ピーター・ブルック演出『ハムレットの悲劇』06/23-07/03世田谷パブリックシアター

 20世紀を代表する演出家ピーター・ブルックさんの「ハムレット」です。シーンを削ったりセリフもところどころ変わっていました。

 ・・・すごい。演劇とは何か、を考えさせられました。

 極シンプルな舞台上に特に何ということもない衣装を身に着けた役者が立っている。舞台の一歩外側にはそれを見ている役者。脇には音楽を奏でる人が一人。そして客席には観客。それだけでそこにはお芝居があるのですよね。

 様々な人種の役者をキャスティングし、国籍不問の衣装、音楽を使うことによってもともと「ハムレット」に含まれる英国のイメージや、当時の社会環境の説明などが消えるので、「ハムレット」という戯曲の持つ根幹の『意味』だけに焦点を当てて観ることが出来るようになります。

 冒頭の亡き父王の亡霊のシーンで泣けてきたのは初めてでした。こんなこと想像もしなかった。少なくとも私が観たことがある「ハムレット」では、ハムレットは陰気で優柔不断な人でした。でもこの「ハムレットの悲劇」において彼は、勇敢でたくましく、知的で誇り高い立派な王子様でした。どうしても腑に落ちなかった彼の行動の全ての意味が明らかになり、納得させられました。意味を伝えることに成功しているのだと思います。

 ハムレット役のエイドリアン・レスターさんに終始、目を奪われてしまいました。デンゼル・ワシントンを若くして、しなやかさと知性をプラスして(デンゼルさん、ごめんなさい!)しかもブラピっぽい無邪気さも持ち合わせているような奇跡的な人。必見です。

 3階席のてっぺんまで満員のパブリックシアターでアンコールが4回、ブラボーの連呼でした。

 ここからネタバレします。

 ピーター・ブルック氏は日本の伝統芸能の影響も受けている人だそうです。
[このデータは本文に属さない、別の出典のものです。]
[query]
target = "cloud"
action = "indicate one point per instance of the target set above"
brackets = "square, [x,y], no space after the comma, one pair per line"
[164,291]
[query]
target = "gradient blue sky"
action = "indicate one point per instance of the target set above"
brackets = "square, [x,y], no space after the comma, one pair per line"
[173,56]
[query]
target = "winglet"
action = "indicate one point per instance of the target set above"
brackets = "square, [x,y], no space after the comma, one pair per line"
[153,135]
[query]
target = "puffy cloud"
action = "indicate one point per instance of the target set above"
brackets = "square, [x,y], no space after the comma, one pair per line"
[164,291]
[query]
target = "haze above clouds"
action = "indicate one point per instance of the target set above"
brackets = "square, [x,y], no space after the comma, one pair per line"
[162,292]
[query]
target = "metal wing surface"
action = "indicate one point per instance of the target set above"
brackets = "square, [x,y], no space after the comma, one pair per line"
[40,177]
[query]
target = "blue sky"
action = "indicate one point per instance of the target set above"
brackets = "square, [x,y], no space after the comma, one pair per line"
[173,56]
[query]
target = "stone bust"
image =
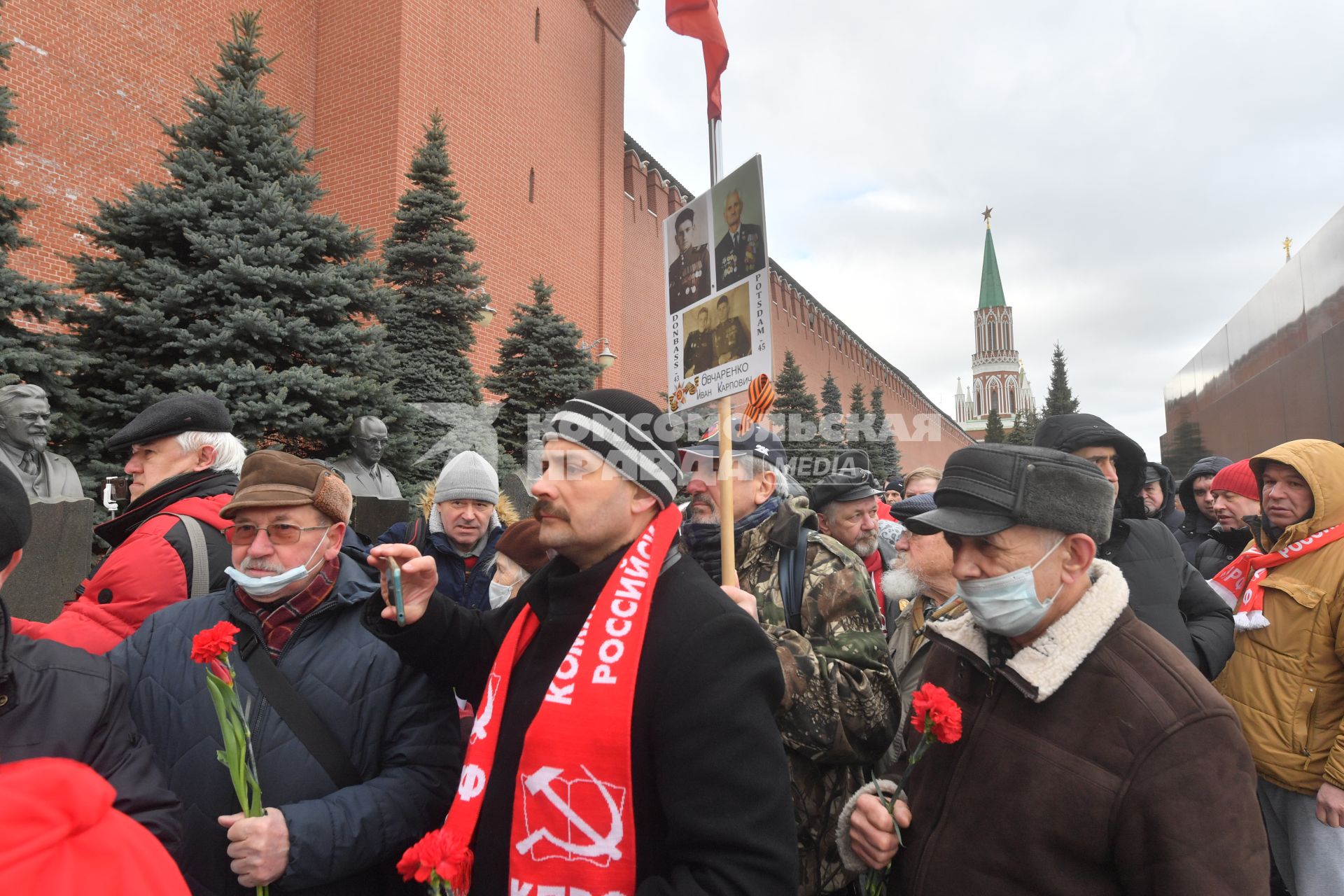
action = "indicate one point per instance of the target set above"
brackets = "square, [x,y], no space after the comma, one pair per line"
[363,473]
[24,428]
確かに舞台のスタイルとしては日本の能や歌舞伎に似ていたと思います。

 ・舞台上(ストーリー上)にいなくなった登場人物が、舞台上からそのまま歩いて立ち去る。
 ・死んだということを表すために、その人物に頭の上から布をかぶせる。
 ・役者がストーリー進行中に堂々と小道具を片付けたりする(黒子のように)。

 観客も役者も演奏者もスタッフも、「今、お芝居をしているのだ」ということを自覚してその時間を共有していました。
 ここぞとばかりに鳴る音響効果や雰囲気を助長させるような、過度な照明などは一切ありませんでした。全ては観客の感受性、想像力にまかせられていたと思います。ただし、シェイクスピアの戯曲「ハムレット」に書かれた意味については、しっかり主張していました。
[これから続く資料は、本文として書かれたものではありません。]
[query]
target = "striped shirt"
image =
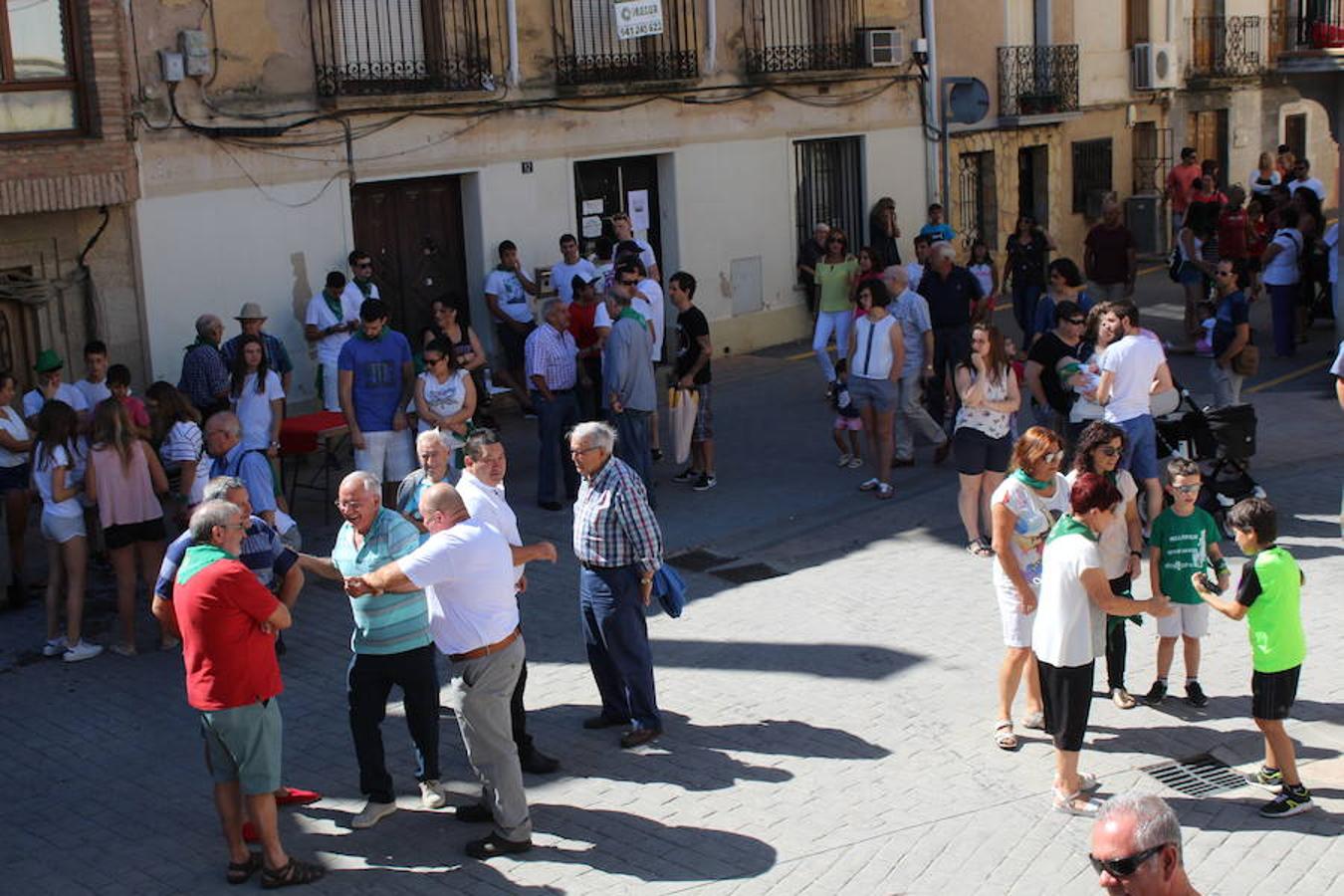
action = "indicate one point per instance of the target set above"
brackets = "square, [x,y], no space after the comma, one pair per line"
[387,622]
[613,523]
[550,354]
 「あとは、沈黙」で死ぬ時、要所要所にお茶目なユーモアがちりばめられていて、「ウィットとはこのことか!」と目からウロコの思い。
 誇り。生きる意味。生きているのか死んでいるのか、その深い溝。選択。
 ホレーシオが生き残って語り継がなければならなかった意味。

 以下、プログラムより抜粋。
「新しくあるための新しさを求めるなど論外です。この作品に隠れる神話、基礎構造こそ、私たちがともに探ろうとしているものです。」(ピーター・ブルック)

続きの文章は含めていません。